Emerge, ad esempio, nel progetto della Città del Sole, pensato dallo studio Labics a Roma, in zona Tiburtina.

“Ci troviamo al margine della città progettata a fine Ottocento, nei dintorni di piazza Bologna. Qui sorgeva un vecchio deposito dell’Atac, un edificio futuristico degli anni ‘30 che sarà conservato e che ospiterà la nuova biblioteca”. Un progetto rispettoso del contesto in cui si trova: “Noi partiamo sempre dall’analisi del contesto, per fare in modo che il nuovo intervento si integri perfettamente. Vogliamo che l’architettura non sia protagonista assoluta ma rimanga al servizio della città e della cornice in cui si inserisce. Il nuovo intervento deve relazionarsi con l’esistente, nuovo e vecchio devono riuscire a compenetrarsi.”

Isidori presenta la Città del Sole come un progetto fatto al 100% di spazi pubblici.

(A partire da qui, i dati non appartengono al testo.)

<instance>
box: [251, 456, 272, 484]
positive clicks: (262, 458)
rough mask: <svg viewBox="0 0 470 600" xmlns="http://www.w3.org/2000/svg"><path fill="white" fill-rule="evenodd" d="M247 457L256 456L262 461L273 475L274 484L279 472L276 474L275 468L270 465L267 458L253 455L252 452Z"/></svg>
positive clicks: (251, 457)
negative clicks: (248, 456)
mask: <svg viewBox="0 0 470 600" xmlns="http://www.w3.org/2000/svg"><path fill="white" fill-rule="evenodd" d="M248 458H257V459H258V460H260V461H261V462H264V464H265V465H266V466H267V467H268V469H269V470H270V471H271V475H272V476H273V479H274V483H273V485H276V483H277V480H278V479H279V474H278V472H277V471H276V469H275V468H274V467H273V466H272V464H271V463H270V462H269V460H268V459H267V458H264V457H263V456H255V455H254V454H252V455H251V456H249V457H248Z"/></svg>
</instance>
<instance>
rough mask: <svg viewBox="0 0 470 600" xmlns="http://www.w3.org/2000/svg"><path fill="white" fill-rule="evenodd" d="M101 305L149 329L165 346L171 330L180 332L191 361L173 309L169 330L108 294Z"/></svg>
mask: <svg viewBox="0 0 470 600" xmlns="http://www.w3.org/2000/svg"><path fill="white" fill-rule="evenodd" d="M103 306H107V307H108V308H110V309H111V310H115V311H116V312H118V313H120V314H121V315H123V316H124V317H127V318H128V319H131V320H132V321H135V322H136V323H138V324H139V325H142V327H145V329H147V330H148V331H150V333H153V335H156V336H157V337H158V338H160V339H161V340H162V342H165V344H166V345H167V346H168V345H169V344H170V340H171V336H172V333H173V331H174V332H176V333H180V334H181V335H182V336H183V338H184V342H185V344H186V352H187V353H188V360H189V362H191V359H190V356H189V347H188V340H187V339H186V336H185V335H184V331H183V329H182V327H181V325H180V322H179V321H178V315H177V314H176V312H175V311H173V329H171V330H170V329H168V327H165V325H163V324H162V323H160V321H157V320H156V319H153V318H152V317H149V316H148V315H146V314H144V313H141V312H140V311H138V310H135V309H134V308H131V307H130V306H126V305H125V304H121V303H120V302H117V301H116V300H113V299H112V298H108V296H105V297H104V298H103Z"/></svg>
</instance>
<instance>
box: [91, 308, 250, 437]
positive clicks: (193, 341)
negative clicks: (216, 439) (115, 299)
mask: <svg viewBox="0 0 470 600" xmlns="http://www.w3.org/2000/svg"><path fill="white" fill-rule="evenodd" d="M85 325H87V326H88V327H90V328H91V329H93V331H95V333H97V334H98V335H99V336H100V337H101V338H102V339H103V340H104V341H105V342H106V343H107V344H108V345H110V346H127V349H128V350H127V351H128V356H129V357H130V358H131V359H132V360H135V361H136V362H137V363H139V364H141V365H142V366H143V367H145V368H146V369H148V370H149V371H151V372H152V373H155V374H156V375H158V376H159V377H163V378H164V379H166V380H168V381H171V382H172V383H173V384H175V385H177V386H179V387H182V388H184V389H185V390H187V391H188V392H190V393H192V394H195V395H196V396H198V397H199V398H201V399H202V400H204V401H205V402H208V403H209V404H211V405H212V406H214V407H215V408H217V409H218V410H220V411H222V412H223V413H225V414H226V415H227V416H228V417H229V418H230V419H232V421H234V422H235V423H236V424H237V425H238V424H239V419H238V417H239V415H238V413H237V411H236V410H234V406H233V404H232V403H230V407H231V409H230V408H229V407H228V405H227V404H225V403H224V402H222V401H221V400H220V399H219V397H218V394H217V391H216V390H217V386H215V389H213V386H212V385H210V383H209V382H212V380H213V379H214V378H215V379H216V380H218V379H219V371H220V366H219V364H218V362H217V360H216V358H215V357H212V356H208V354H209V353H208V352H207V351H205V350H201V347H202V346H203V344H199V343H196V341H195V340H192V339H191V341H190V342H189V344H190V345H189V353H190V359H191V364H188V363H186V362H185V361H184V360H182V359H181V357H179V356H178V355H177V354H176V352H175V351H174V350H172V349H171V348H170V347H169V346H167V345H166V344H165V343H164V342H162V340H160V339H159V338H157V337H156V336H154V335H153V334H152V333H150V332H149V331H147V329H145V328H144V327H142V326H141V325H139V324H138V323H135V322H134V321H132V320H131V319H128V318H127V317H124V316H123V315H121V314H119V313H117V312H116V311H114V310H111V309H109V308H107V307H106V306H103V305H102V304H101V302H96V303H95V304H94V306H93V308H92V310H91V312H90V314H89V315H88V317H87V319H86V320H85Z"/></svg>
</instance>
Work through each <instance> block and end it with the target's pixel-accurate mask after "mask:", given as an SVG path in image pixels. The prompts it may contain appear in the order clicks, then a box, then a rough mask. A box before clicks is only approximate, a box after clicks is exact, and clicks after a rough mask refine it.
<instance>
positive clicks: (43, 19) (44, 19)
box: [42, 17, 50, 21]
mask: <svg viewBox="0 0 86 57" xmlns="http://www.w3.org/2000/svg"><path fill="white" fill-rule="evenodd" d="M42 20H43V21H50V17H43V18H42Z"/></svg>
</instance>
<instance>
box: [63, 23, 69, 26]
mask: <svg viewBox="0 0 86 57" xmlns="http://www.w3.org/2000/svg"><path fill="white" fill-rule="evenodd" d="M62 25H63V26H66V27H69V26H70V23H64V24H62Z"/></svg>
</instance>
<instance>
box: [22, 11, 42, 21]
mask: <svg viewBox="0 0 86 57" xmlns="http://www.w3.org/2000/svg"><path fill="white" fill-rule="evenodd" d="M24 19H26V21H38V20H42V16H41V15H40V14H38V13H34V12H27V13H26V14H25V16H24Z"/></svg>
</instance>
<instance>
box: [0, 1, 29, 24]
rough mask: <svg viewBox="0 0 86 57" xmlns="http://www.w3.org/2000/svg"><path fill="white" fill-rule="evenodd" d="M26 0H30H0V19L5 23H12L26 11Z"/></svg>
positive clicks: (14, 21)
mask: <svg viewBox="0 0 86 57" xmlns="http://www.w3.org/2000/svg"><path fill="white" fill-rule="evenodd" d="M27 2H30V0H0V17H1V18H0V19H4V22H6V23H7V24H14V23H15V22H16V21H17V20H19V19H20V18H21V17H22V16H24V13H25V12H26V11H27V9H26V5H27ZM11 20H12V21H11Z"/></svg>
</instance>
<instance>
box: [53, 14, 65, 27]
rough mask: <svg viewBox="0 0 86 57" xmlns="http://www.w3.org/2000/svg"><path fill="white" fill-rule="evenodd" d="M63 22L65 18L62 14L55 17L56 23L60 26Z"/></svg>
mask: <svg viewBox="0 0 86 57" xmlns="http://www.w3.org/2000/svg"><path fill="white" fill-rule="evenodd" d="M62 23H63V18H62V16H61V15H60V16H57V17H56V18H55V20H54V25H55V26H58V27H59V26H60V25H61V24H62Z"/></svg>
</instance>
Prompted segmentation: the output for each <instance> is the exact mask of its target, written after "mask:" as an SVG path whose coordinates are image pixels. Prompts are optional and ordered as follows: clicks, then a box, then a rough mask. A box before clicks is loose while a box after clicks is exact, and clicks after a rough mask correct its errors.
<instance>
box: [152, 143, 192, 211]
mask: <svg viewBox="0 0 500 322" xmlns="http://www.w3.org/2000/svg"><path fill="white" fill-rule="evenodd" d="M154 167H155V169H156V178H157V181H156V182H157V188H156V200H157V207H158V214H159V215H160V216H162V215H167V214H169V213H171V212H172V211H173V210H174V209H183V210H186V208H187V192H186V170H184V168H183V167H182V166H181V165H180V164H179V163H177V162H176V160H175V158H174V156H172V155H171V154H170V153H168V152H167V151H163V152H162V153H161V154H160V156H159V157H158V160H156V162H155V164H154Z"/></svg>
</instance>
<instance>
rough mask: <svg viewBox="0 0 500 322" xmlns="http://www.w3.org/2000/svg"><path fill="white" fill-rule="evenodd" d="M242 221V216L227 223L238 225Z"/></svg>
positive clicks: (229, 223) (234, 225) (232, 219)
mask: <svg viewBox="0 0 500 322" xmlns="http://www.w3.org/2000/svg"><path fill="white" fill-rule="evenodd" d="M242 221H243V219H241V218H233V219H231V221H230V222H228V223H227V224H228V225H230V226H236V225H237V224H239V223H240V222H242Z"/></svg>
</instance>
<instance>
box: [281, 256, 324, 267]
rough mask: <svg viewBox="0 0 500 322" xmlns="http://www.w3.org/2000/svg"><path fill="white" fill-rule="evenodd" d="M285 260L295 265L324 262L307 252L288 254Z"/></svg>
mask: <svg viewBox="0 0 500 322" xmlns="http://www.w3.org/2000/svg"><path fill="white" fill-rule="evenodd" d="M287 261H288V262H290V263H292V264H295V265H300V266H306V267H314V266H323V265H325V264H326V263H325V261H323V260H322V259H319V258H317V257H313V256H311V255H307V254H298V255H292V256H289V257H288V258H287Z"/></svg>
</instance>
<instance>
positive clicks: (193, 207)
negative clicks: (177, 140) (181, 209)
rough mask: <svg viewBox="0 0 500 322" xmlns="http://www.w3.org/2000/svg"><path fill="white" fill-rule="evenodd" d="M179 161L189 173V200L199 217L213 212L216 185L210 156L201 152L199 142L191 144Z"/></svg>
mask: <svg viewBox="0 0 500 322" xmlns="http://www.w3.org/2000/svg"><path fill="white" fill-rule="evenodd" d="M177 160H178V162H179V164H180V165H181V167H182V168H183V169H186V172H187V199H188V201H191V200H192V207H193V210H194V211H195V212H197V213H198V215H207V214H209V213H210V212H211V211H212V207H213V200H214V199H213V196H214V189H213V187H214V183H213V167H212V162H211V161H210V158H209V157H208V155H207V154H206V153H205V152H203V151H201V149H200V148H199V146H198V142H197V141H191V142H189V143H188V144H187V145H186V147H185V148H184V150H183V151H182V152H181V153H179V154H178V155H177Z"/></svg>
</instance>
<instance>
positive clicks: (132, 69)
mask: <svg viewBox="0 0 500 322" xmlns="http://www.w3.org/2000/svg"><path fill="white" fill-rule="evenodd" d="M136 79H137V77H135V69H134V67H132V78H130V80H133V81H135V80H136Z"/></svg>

Non solo saranno presenti negozi e uffici, ma persino la terrazza che farà da copertura agli edifici più bassi sarà uno spazio pubblico di incontro e condivisione.  

Ancora, il rispetto del contesto è una condizione fondamentale di un altro progetto dello studio Labics, ossia il percorso espositivo pensato per il Palazzo dei Diamanti a Ferrara. “Si tratterà di una struttura leggera, elegante e in legno. La nostra scelta è quella di allontanare l’edificio rispetto al muro che separa il cortile principale e il giardino retrostante”. 

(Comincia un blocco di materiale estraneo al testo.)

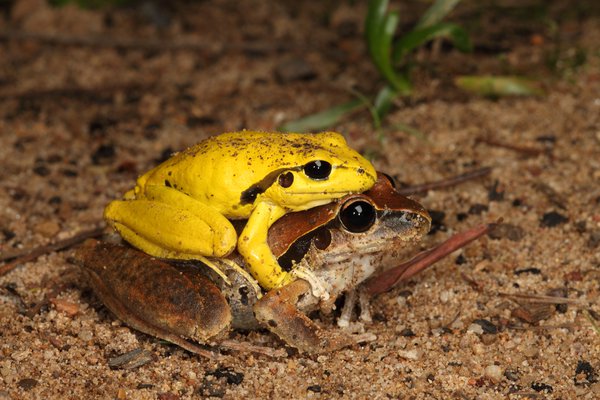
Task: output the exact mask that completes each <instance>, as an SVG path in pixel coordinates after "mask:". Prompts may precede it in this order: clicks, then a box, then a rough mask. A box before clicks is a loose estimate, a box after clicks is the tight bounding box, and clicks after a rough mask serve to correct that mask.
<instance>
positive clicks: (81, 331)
mask: <svg viewBox="0 0 600 400" xmlns="http://www.w3.org/2000/svg"><path fill="white" fill-rule="evenodd" d="M77 337H78V338H79V339H81V340H83V341H84V342H88V341H90V340H92V339H93V338H94V334H93V333H92V331H89V330H87V329H84V330H82V331H79V333H78V334H77Z"/></svg>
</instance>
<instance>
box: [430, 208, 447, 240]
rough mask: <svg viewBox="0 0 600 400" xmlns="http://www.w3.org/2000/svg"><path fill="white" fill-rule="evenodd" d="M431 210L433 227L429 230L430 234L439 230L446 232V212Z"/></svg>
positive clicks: (431, 223)
mask: <svg viewBox="0 0 600 400" xmlns="http://www.w3.org/2000/svg"><path fill="white" fill-rule="evenodd" d="M427 211H428V212H429V216H430V217H431V229H430V230H429V233H428V234H429V235H433V234H434V233H436V232H437V231H441V232H445V231H446V225H444V218H446V213H445V212H443V211H440V210H427Z"/></svg>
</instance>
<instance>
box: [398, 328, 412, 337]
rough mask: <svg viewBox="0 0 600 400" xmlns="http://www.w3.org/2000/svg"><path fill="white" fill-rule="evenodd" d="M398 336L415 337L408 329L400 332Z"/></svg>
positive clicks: (408, 329) (411, 332)
mask: <svg viewBox="0 0 600 400" xmlns="http://www.w3.org/2000/svg"><path fill="white" fill-rule="evenodd" d="M400 336H404V337H414V336H416V335H415V333H414V332H413V331H412V329H410V328H404V329H402V330H401V331H400Z"/></svg>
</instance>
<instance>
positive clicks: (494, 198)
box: [488, 181, 504, 201]
mask: <svg viewBox="0 0 600 400" xmlns="http://www.w3.org/2000/svg"><path fill="white" fill-rule="evenodd" d="M488 200H489V201H502V200H504V185H502V184H501V183H500V182H498V181H495V182H494V184H493V185H492V186H491V187H490V188H489V191H488Z"/></svg>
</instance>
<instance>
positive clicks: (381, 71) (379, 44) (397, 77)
mask: <svg viewBox="0 0 600 400" xmlns="http://www.w3.org/2000/svg"><path fill="white" fill-rule="evenodd" d="M387 6H388V1H387V0H371V1H370V2H369V8H368V11H367V18H366V20H365V33H366V37H367V46H368V48H369V53H370V54H371V59H372V60H373V63H374V64H375V66H376V67H377V69H378V70H379V73H380V74H381V75H382V76H383V78H384V79H385V80H386V81H387V82H388V83H389V85H390V86H392V87H393V88H394V89H395V90H397V91H399V92H401V93H405V94H408V93H409V92H410V85H408V81H407V80H406V79H405V78H403V77H400V76H398V75H397V74H396V71H395V70H394V66H393V64H392V46H393V45H392V41H393V39H394V33H395V32H396V28H397V27H398V21H399V15H398V13H397V12H395V11H393V12H387V11H386V10H387Z"/></svg>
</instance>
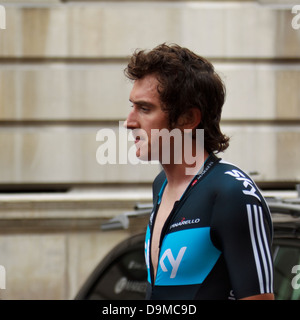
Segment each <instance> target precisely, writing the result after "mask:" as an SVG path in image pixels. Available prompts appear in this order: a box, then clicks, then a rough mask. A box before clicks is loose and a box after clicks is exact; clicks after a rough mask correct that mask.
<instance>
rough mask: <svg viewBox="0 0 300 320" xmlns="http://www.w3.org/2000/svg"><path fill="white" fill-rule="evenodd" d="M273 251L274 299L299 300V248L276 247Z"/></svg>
mask: <svg viewBox="0 0 300 320" xmlns="http://www.w3.org/2000/svg"><path fill="white" fill-rule="evenodd" d="M273 251H274V252H273V258H274V293H275V297H276V299H277V300H300V247H296V246H292V245H276V246H274V250H273ZM298 267H299V268H298Z"/></svg>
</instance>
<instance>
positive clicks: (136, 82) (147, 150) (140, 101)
mask: <svg viewBox="0 0 300 320" xmlns="http://www.w3.org/2000/svg"><path fill="white" fill-rule="evenodd" d="M158 85H159V82H158V80H157V78H156V77H155V76H154V75H147V76H145V77H144V78H142V79H139V80H136V81H135V82H134V85H133V88H132V90H131V93H130V98H129V100H130V102H131V103H132V110H131V111H130V113H129V115H128V117H127V119H126V121H125V124H124V126H125V127H127V128H128V129H131V130H133V136H134V138H135V144H136V147H137V150H136V156H137V157H138V158H139V159H140V160H145V161H149V160H160V156H159V154H155V152H151V145H152V146H153V145H157V144H158V143H159V141H158V139H159V138H157V137H155V135H153V134H152V135H151V130H152V129H158V130H161V129H168V128H169V125H168V113H166V112H164V111H163V110H162V104H161V101H160V98H159V93H158V91H157V87H158ZM159 149H160V148H159Z"/></svg>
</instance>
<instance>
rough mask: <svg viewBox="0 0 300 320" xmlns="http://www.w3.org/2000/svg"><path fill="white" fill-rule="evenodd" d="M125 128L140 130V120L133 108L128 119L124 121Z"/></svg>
mask: <svg viewBox="0 0 300 320" xmlns="http://www.w3.org/2000/svg"><path fill="white" fill-rule="evenodd" d="M123 125H124V127H125V128H126V129H136V128H138V126H139V125H138V120H137V117H136V114H135V110H134V109H133V108H132V110H131V111H130V112H129V114H128V116H127V119H126V120H125V121H124V124H123Z"/></svg>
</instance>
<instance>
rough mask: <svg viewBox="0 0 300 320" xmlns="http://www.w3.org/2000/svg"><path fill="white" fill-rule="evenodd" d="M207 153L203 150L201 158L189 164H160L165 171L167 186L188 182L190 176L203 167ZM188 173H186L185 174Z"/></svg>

L’intervento si basa su alcuni principi fondamentali, come il rispetto delle geometrie preesistenti, il rapporto tra pieni e vuoti e il mantenimento della “non finitezza” che caratterizza la struttura del palazzo stesso. Infatti, mentre all’esterno Palazzo dei Diamanti esibisce una facciata maestosa che lo ha reso celebre in tutto il mondo, l’interno è sviluppato in mattoni ed è incompleto. Come l’edificio della Fondazione MAST, anche in questo caso, l’intervento vede il ricorso a un’architettura essenziale, ridotta a un insieme di pilastri e a una copertura, coerente con l’architettura nuda e priva di qualsiasi apparato decorativo dell’interno del palazzo.  

Che si tratti di spazio pubblico o privato, è evidente come, negli interventi di Isidori, dentro e fuori siano dimensioni che si condizionano l’un l’altra, che interagiscono arricchendosi e completandosi a vicenda: la progettazione che vi sottende non può quindi prescindere dall’essere globale e in linea con gli stili di vita attuali e futuri, in cui l’outdoor assumerà sempre più un ruolo chiave. L’abilità dell’architetto, allora, risiede anche in questa capacità di prevedere ciò che sarà, andando oltre la consuetudine. Una qualità che Corradi, da sempre vicina a ogni spirito avanguardista, condivide, interpreta e coltiva.